Tommoro Robotics Introduces CLIP-RT at RSS 2025: A Step Toward Natural Language-Driven Robot Learning
Published 2025. 6. 2.
admin
At the 2025 Robotics: Science and Systems (RSS) conference, Tommoro Robotics presented CLIP-RT, a new vision-language-action (VLA) foundation model developed in collaboration with Seoul National University. The model enables robots to learn manipulation skills directly from natural language instructions such as “move the cup to the shelf,” without requiring teleoperation or specialized training setups.
According to the research team, CLIP-RT combines vision, language, and action understanding through a contrastive imitation learning framework. This approach allows the system to map visual context and verbal commands to appropriate robotic behaviors efficiently. Despite its relatively compact size of around one billion parameters, CLIP-RT outperforms much larger models such as Stanford’s OpenVLA (seven billion parameters) by roughly 24 percentage points in average task success.

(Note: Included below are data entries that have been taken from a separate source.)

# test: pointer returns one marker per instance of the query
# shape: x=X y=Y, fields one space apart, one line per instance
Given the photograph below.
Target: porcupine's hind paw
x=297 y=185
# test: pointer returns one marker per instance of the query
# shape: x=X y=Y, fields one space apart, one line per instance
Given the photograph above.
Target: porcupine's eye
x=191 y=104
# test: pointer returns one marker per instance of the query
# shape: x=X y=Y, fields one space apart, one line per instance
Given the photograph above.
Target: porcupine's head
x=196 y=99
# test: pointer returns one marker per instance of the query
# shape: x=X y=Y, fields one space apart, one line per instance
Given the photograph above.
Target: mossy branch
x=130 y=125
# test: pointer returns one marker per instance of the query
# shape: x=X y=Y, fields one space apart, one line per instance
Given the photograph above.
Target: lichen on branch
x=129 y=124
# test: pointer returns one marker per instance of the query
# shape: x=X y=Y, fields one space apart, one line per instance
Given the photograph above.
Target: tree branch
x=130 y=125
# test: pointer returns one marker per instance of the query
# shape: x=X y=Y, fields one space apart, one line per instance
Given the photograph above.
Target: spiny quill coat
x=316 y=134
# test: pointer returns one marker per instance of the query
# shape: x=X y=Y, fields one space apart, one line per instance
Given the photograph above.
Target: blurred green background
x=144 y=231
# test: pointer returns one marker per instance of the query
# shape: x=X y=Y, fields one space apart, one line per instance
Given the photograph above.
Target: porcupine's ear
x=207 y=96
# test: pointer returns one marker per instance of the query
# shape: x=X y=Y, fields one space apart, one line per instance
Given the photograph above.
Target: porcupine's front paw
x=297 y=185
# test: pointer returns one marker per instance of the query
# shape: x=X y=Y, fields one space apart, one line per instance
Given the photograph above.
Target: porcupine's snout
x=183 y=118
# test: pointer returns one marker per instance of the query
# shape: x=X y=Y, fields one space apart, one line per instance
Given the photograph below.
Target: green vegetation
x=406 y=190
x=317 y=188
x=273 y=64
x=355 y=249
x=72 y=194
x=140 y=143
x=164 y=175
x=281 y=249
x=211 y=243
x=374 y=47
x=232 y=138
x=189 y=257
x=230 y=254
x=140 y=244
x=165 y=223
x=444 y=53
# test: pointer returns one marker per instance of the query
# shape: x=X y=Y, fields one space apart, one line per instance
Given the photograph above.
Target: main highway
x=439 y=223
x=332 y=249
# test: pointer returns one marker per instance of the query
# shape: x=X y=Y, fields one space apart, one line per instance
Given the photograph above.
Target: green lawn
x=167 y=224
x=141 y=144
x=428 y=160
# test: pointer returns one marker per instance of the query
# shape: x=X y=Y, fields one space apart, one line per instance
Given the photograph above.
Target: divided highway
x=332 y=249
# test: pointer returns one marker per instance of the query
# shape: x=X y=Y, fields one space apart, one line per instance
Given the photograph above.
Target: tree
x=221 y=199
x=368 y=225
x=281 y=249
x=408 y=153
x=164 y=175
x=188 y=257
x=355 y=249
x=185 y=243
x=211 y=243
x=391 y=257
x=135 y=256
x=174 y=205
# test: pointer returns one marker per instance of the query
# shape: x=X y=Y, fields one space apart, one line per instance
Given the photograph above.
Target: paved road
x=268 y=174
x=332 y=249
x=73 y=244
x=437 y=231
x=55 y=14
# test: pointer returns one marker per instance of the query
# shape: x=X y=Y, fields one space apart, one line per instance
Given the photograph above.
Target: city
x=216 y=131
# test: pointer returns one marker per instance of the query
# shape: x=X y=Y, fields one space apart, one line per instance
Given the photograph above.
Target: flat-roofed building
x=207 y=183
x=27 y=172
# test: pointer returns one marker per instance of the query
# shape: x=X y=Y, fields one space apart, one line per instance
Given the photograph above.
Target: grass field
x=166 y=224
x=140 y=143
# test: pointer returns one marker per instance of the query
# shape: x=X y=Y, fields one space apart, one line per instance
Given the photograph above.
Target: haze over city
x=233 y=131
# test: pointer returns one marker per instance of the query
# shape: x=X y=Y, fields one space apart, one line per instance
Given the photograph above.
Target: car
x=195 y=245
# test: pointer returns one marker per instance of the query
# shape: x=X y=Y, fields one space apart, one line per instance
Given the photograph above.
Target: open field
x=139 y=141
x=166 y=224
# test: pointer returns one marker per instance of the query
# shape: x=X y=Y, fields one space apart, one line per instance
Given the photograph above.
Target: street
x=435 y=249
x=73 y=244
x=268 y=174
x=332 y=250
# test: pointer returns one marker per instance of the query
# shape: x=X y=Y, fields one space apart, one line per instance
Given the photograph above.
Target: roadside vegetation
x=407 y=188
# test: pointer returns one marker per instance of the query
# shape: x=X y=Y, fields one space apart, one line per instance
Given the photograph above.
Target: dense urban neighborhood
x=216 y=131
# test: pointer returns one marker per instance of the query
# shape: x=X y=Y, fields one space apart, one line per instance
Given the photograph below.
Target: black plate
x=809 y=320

In benchmark tests using the LIBERO robotic manipulation suite, CLIP-RT achieved about 92.8 % task success and demonstrated real-time control speeds of up to 163 Hz. The system can also generalize to new tasks with only a few demonstrations, making it practical for real-world deployment.
The project represents a joint effort between Tommoro Robotics and the AI Research Institute at Seoul National University, led by Professor Byoung-Tak Zhang. By bridging natural language and robotic control, CLIP-RT aims to make teaching robots as intuitive as giving verbal instructions, marking a significant step toward more accessible and adaptive robot learning.